In any event – and this is absolutely crucial to the general madness now gripping Britain about the war in Iraq -- the idea that the case for war rested on the belief that Saddam possessed stocks of WMD is a rewriting of history. WMD was only part of the story; if people like the current Defence Secretary Bob Ainsworth thought that was the key element, that merely shows just how dumb some MPs are. The case for war was set out by the speeches made at the time by both Bush and Blair. Their overwhelming emphasis was on Saddam’s refusal to obey the binding UN resolutions showing he had dismantled his WMD programmes and the need to enforce the authority of the UN; Saddam’s concomitant failure to prove that he had destroyed his stocks of WMD and renounced his intention to continue developing such weapons; and the unconscionable danger posed by the ‘triple lock’ of his attachment to such weapons and past record in using them, his regional ambitions and hostility towards the west, and his connections to terrorism.
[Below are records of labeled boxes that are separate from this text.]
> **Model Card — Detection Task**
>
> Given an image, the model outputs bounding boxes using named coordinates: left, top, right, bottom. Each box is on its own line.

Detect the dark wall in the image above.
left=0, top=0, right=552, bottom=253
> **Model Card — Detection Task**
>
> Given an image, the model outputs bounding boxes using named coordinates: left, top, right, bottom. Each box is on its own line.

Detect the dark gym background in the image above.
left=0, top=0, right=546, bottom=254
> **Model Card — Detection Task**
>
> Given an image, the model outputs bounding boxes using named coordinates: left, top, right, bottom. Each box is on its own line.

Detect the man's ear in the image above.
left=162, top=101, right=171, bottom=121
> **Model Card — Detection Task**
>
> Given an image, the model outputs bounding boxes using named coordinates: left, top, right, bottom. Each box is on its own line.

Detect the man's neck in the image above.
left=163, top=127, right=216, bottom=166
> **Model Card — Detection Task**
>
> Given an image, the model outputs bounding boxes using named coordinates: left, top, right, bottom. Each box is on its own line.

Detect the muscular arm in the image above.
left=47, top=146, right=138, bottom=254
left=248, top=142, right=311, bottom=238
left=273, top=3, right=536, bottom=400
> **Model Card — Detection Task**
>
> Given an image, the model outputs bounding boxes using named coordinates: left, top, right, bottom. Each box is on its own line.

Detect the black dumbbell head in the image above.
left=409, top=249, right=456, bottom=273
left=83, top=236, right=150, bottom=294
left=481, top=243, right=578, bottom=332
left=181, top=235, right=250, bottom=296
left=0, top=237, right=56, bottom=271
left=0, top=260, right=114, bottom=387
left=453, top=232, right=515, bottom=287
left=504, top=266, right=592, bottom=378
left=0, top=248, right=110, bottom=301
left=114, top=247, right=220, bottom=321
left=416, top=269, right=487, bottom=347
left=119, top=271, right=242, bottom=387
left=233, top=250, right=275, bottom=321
  • From the advance reports of Blair’s TV interview over the weekend, the claim that he would have invaded Iraq even if he had known that Saddam did not possess WMD explodes the whole case for war and comes close to an admission that he ‘went to war on a lie’.

Wrong. Blair said specifically in that interview he would have invaded anyway because of the 12 years in which Saddam defied the UN resolutions to disarm -- the core of the legal case for war. And he indicated there were other reasons for thinking Saddam was dangerous -- which he didn’t amplify on this occasion, but did in spades in the run-up to the war.

The terrifying thing about such media misrepresentation is that people have not only come to believe the lies but because this is a uniform media line they have no idea that this is the very opposite of much of what is actually being said to the Chilcot inquiry. So the belief that Blair lied in order to wage an illegal war is now fixed in the public mind. Hence the tirade this morning by the former Director of Public Prosecutions Ken Macdonald, who before he was a Law Officer was a barrister in the ultra radical Matrix chambers and who has previously expressed boiler-plate anti-Iraq war views. In the Times this morning, he raged:

The degree of deceit involved in our decision to go to war on Iraq becomes steadily clearer.

On the contrary: the deceit is being promulgated by the media. We were not taken to war on a lie. We are instead being lied to about that war – and about the evidence being given about that war -- as history is steadily and shamefully rewritten, even as it is being made.